Randi Weingarten, the New Yorker who is rising to become president of the American Federation of Teachers, says she wants to replace President Bush’s focus on standardized testing with a vision of public schools as community centers that help poor students succeed by offering not only solid classroom lessons but also medical and other services.Ever since the "War on Poverty" we have been asking schools to provide more and more social services to the students. While I can see a pretty direct correlation between providing school breakfasts and lunches to poor students (a hungry student can't learn), I am not sure why a school needs to be providing many of the "social services" that we now ask schools to provide. We ask schools to provide psychological services, counseling, and other non-educational services under the rhubric of "it will help the student learn." I think that is a fine line, but I would be willing to listen to an argument.
“Can you imagine a federal law that promoted community schools — schools that serve the neediest children by bringing together under one roof all the services and activities they and their families need?” Ms.

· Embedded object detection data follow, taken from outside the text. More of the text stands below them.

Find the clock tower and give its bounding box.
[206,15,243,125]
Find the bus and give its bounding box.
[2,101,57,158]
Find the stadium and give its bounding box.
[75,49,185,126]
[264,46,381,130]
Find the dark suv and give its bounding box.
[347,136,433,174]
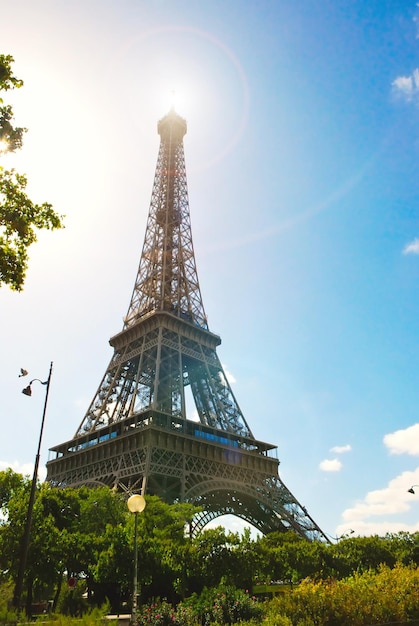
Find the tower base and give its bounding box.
[47,410,327,541]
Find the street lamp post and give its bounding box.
[13,362,52,609]
[127,493,145,625]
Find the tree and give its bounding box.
[0,54,63,291]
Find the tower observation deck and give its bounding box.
[47,110,328,541]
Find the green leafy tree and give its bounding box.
[0,54,63,291]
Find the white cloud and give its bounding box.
[403,237,419,254]
[391,68,419,102]
[337,467,419,535]
[330,443,352,454]
[319,459,342,472]
[383,424,419,456]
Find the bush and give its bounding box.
[267,565,419,626]
[179,585,263,626]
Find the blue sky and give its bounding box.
[0,0,419,536]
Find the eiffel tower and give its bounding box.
[47,110,328,541]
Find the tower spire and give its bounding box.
[47,109,328,541]
[125,108,208,329]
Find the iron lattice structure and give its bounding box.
[47,110,328,541]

Weingarten is expected to ask in the speech, a copy of which was provided by the union to The New York Times.
“Imagine schools that are open all day and offer after-school and evening recreational activities, child care and preschool, tutoring and homework assistance,” the speech reads. “Schools that include dental, medical and counseling clinics.”
But why does Weingarten think that schools should provide things like medical and dental clinics? Could free or reduced price clinics use the schools as a service point? Sure, just like many schools are used by churches to hold services. At my local school district, after school care is provided on sight by the YMCA, for which parents pay to have their kids supervised by generally minimum wage earning, and otherwise unqualified college students (at best) who are for all intents and purposes providing babysitting services for dozens of kids. Simply put, I have no objection use the school facilities for various activities, for a reduced fee or even free (ideally I would want some rental and cleaning fee).
What I object to is having the schools, i.e. school personnel provide the services and activities using taxpayer funded employees. In Weingarten's vision, I don't see an distinction between unionized teachers and unionized social services personnel who work at schools.
As for the mission of schools, when and if the schools are actually providing high quality education to every student, regardless of income or location, then and only then will I consider whether it is appropriate to add futher social services to the school's mission. Until, unless you can paint me a direct line between teh social services Weingarten proposes and increasing student achievement, then these services should not be paid for with taxpayer funds. Weingarten has no evidence, not even AFT manufactured evidence that even tangentially hints at these services helping a kid learn.
The problem is that Weingarten and lots of other so-called "social reformers" and advocates for "social justice" have failed to recognize the core mission of the schools. Since the mid-60's we have asked more and more of our schools to help close some socially worrisome gap, that the schools have forgotten how to do their basic mission--educating kids. Adding more "social missions" to the school's is not going to improve schools.
Weingarten can claim that NCLB has not improved American schools and she would have a decent case to make. However, her substitute certainly isn't going to work. Love it or hate it, NCLB actually talked about educating kids. Weingarten is not.